The future of one of Japan’s leading cosmological research centres could be safe after it was awarded a massive $7.5m cash boost from the US-based Kavli Foundation. The Institute for the Physics and Mathematics of the Universe, which is based at the University of Tokyo, becomes the first centre in Japan to be supported by the foundation. There are now a total of 16 Kavli institutes around the world, including 10 in the US, three in Europe and two in China.
Set up in 2007, the centre will now be known as the Kavli Institute for the Physics and Mathematics of the Universe (Kavli IPMU). It seeks to tackle some of the biggest questions in physics, such as the origin, evolution and fate of the universe as well as the nature of dark matter and dark energy. The work is carried out on an interdisciplinary basis by more than 200 researchers, including theoretical and experimental physicists, mathematicians and astronomers.

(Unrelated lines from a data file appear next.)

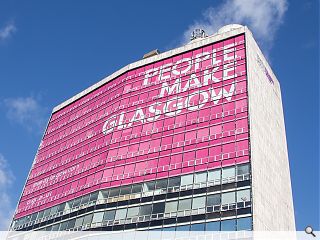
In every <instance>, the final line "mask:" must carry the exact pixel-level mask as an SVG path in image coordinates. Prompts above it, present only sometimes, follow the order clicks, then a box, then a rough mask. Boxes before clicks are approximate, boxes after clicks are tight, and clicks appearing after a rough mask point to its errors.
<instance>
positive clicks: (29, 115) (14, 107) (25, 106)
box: [4, 97, 47, 133]
mask: <svg viewBox="0 0 320 240" xmlns="http://www.w3.org/2000/svg"><path fill="white" fill-rule="evenodd" d="M4 105H5V107H6V109H7V118H8V119H9V120H11V121H12V122H15V123H18V124H20V125H21V126H23V127H25V128H26V129H27V130H28V131H35V132H37V133H42V131H43V129H44V127H45V124H46V119H47V118H46V112H47V110H46V108H45V107H43V106H41V104H40V103H39V100H38V99H36V98H34V97H25V98H23V97H18V98H9V99H5V100H4Z"/></svg>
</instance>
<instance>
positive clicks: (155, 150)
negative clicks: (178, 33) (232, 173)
mask: <svg viewBox="0 0 320 240" xmlns="http://www.w3.org/2000/svg"><path fill="white" fill-rule="evenodd" d="M245 57H246V56H245V46H244V35H240V36H237V37H235V38H231V39H227V40H225V41H221V42H218V43H214V44H211V45H208V46H205V47H203V48H199V49H196V50H193V51H190V52H186V53H183V54H181V55H178V56H175V57H172V58H168V59H165V60H163V61H160V62H156V63H153V64H149V65H146V66H143V67H140V68H138V69H135V70H132V71H129V72H127V73H126V74H123V75H121V76H119V77H117V78H115V79H114V80H113V81H111V82H108V83H106V84H105V85H104V86H101V87H99V88H98V89H96V90H94V91H93V92H91V93H89V94H88V95H86V96H84V97H82V98H81V99H79V100H77V101H75V102H73V103H71V104H70V105H68V106H66V107H65V108H63V109H61V110H60V111H58V112H56V113H54V114H53V115H52V117H51V119H50V122H49V125H48V129H47V132H46V133H45V135H44V138H43V140H42V144H41V146H40V147H39V150H38V154H37V157H36V163H35V164H34V166H33V168H32V170H31V174H30V177H29V179H28V180H27V183H26V186H25V189H24V193H23V196H22V198H21V200H20V202H19V206H18V213H17V214H16V216H15V218H18V217H21V216H24V215H26V214H30V213H33V212H35V211H39V210H41V209H44V208H47V207H51V206H53V205H55V204H58V203H61V202H63V201H66V200H69V199H72V198H74V197H75V196H81V195H84V194H85V193H89V192H92V191H94V190H97V189H103V188H108V187H110V186H120V185H126V184H131V183H133V182H134V183H136V182H141V181H146V180H154V179H157V178H163V177H168V176H177V175H181V174H184V173H190V172H193V171H203V170H206V169H214V168H219V167H221V166H230V165H234V164H236V163H242V162H248V161H249V156H248V154H249V140H248V112H247V111H248V109H247V108H248V107H247V82H246V59H245Z"/></svg>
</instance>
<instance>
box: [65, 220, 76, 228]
mask: <svg viewBox="0 0 320 240" xmlns="http://www.w3.org/2000/svg"><path fill="white" fill-rule="evenodd" d="M75 224H76V219H75V218H74V219H71V220H69V221H68V227H67V229H71V228H74V226H75Z"/></svg>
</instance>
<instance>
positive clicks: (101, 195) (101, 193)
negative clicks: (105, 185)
mask: <svg viewBox="0 0 320 240" xmlns="http://www.w3.org/2000/svg"><path fill="white" fill-rule="evenodd" d="M108 195H109V190H102V191H100V192H99V199H107V198H108Z"/></svg>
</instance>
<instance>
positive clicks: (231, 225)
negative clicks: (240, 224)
mask: <svg viewBox="0 0 320 240" xmlns="http://www.w3.org/2000/svg"><path fill="white" fill-rule="evenodd" d="M221 231H236V220H235V219H230V220H225V221H221Z"/></svg>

The new money is a vital boost for the institute, which was set up as part of a Japanese initiative to attract scientists from abroad to work in the country. A total of five institutes were founded under the country’s World Premier International (WPI) programme, each of which was promised $10m a year for a decade and told to recruit 30% of its researchers from overseas. However, in early 2010 the Japanese government cut the WPI’s budget by 22%, putting question marks over the IPMU’s long-term future. Plans for two new WPI institutes were then axed, leaving the IPMU with a smaller, but still problematic, 3.6% budget cut.
Hitoshi Murayama, director of the IPMU, says that the support from the Kavli Foundation will now help the institute to keep going even when the WPI funding runs out. “The return [from the endowment] is nowhere close to the current funding level, but it is a start,” he told physicsworld.com. Murayama is confident that the Kavli cash will also bring “prestige and international visibility [that] should help the institute to attract and recruit more scientists”. Murayama himself was lured back to Japan to run the IPMU after almost 15 years in the US at the University of California, Berkeley. Currently, some 56% of the IPMU’s staff are non-Japanese.
The Kavli Foundation, based in California, was set up in 2000 by the Norwegian-born physicist and philanthropist Fred Kavli. It sponsors research in astrophysics, nanoscience, neuroscience and theoretical physics. It also awards three prestigious $1m prizes each year as well as funding workshops, symposia, Kavli professorships and a programme for science journalists. “I hope that our support of science in Japan can demonstrate that the quest for knowledge has no boundaries, and that finding the answers to some of science’s biggest and most fundamental questions itself requires international collaboration,” says Kavli.